Die Strom-Einfuhr-Ausfuhr-Bilanz war ungefähr ausgeglichen - es gab nur eine "leicht rote Null", was in der E-Control auf lange Sicht betrachtet als "etwas Besonderes" gewertet wird. Dies sei dem guten Wasser- und Windangebot zuzuschreiben, so Mayer, aber auch der Tatsache, dass durch die Trennung der früher gemeinsamen deutsch-österreichischen Preiszone nicht mehr beliebig günstig Strom importiert werden kann.

Umgekehrt zeige die Entwicklung seit 1. Oktober 2018 aber auch, dass Österreich jederzeit soviel erzeugen könne wie benötigt, betont Urbantschitsch. Es gebe also technisch keine Abhängigkeit vom Ausland. An manchen Tagen im Mai, auch im Juni und Juli, waren zudem die Strompreise in Österreich günstiger als in Deutschland, etwa weil Deutschland im Juni sehr wenig Wind, wir aber sehr viel Wasser hatten, so Mayer.

Die physikalischen Strom-Importe betrugen im Halbjahr 12,7 TWh, um 0,6 TWh oder 4,6 Prozent mehr als ein Jahr davor. Rückläufig waren dabei die Stromeinfuhren aus Italien, Slowenien und Ungarn; dagegen stiegen die Importe aus Deutschland und der Schweiz (um 1 TWh oder 15 Prozent bzw. um 0,2 TWh oder 40 Prozent). Die Strom-Exporte stiegen in Summe um 2,7 TWh oder 27,1 Prozent auf 12,5 TWh; dabei gab es Rückgänge bei den Ausfuhren nach Deutschland und Italien (um 0,3 TWh oder 15 Prozent bzw. um 0,1 TWh oder 16 Prozent), so Urbantschitsch.

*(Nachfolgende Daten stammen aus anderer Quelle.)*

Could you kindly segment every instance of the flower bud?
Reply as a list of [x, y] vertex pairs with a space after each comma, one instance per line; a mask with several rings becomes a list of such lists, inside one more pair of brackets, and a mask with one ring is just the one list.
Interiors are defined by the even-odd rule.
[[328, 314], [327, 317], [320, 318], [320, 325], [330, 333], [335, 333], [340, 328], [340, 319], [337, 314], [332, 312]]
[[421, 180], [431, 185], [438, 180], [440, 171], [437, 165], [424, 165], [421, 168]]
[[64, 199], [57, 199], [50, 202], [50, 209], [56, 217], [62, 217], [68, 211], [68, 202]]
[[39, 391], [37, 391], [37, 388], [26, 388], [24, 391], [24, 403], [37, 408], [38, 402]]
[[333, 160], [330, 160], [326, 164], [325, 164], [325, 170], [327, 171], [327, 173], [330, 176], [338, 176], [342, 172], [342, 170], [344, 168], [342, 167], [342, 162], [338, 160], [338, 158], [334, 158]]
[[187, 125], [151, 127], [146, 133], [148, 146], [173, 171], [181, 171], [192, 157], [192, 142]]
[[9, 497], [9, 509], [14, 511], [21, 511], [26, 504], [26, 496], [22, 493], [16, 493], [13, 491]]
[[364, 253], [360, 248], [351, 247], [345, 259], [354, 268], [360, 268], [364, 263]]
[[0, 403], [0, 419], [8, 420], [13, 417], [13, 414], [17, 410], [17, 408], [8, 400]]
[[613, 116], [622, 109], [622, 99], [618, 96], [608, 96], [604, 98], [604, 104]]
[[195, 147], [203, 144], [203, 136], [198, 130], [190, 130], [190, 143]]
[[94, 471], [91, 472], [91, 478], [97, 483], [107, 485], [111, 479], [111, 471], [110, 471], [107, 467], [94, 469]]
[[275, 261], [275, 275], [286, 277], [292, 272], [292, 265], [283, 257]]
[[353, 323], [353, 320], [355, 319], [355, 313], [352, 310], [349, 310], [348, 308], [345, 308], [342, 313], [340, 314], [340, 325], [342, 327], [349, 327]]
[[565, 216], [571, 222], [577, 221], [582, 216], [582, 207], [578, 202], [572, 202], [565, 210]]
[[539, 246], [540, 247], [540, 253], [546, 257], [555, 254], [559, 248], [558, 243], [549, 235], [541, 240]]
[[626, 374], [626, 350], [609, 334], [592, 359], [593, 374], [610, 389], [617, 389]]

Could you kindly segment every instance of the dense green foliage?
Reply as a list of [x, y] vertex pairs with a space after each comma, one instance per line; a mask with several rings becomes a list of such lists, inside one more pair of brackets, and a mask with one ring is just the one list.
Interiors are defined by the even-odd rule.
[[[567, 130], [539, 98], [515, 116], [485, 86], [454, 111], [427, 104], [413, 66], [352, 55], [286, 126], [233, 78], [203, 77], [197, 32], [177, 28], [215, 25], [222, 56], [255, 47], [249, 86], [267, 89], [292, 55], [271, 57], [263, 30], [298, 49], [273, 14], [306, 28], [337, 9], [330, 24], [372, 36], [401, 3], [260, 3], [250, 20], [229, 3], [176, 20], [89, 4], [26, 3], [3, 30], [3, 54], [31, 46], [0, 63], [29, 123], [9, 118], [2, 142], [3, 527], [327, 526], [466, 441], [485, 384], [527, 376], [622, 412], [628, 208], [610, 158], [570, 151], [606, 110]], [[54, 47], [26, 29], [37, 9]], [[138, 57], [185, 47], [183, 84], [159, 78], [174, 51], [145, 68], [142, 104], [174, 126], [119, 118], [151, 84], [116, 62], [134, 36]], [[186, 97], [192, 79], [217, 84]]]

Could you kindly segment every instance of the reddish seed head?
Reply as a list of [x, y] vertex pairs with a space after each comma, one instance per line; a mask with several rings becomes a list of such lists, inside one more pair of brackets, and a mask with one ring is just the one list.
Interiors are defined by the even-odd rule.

Bei Erdgas wuchs die Abgabe an Endkunden um 3 Prozent auf 49 TWh. Die Eigenproduktion sank bis Juni um 19,2 Prozent - der stark verfallene Gaspreis bot nicht gerade einen Anreiz für eine hohe Förderung. Der Inlandsverbrauch betrug laut E-Control 51,4 TWh, eine leichte Steigerung um 1,8 Prozent im Jahresabstand. Die Gas-Importe wuchsen um 34 TWh bzw. um 13 Prozent, die Gas-Exporte sanken um 5,7 TWh bzw. um 2,4 Prozent.

Die Gasspeicher sind heuer atypisch gut gefüllt - die Einpressung in die Speicher kletterte im Halbjahr um 44 Prozent oder um 12,9 TWh, zugleich sank die Speicherentnahme um 50 Prozent auf 24,6 TWh. Ende Juni waren die Speicher zu 81 Prozent bzw. mit 75,5 TWh gefüllt - ein Wert, der üblicherweise erst zu Beginn des Gaswinters erreicht wird. Diese Entwicklung sei aber "wenig überraschend", verweist man bei der E-Control auf mehrere Faktoren: Erstens den mit 1. Jänner 2020 drohenden vertragslosen Zustand zwischen Ukraine und Gazprom, womit auch die Gasspeicher in unserem Land einen Sicherheitspolster darstellen. Zweitens die großen, aus vielen Weltregionen (nicht nur den USA) nach Europa drängenden Mengen an verflüssigtem Erdgas (LNG). Drittens die extrem niedrigen Erdgaspreise.

Für die Haushaltskunden sind die Strom- und Gaspreise in Europa (EU-28) im Halbjahr um 6 bzw. 5 Prozent gestiegen - bei Gas kann man sich das seitens des Energie-Regulators nur mit Nachzieheffekten früherer Verteuerungen bei Gas auf Großhandelsebene erklären, die nun beim Endkunden angekommen seien. Der entsprechende Household Energy Price Index (HEPI) bildet die Preisentwicklung in den Hauptstädten der EU-15-Länder ab, eine Erweiterung gemeinsam mit dem ungarischen Regulierer umfasst nun 32 Metropolen.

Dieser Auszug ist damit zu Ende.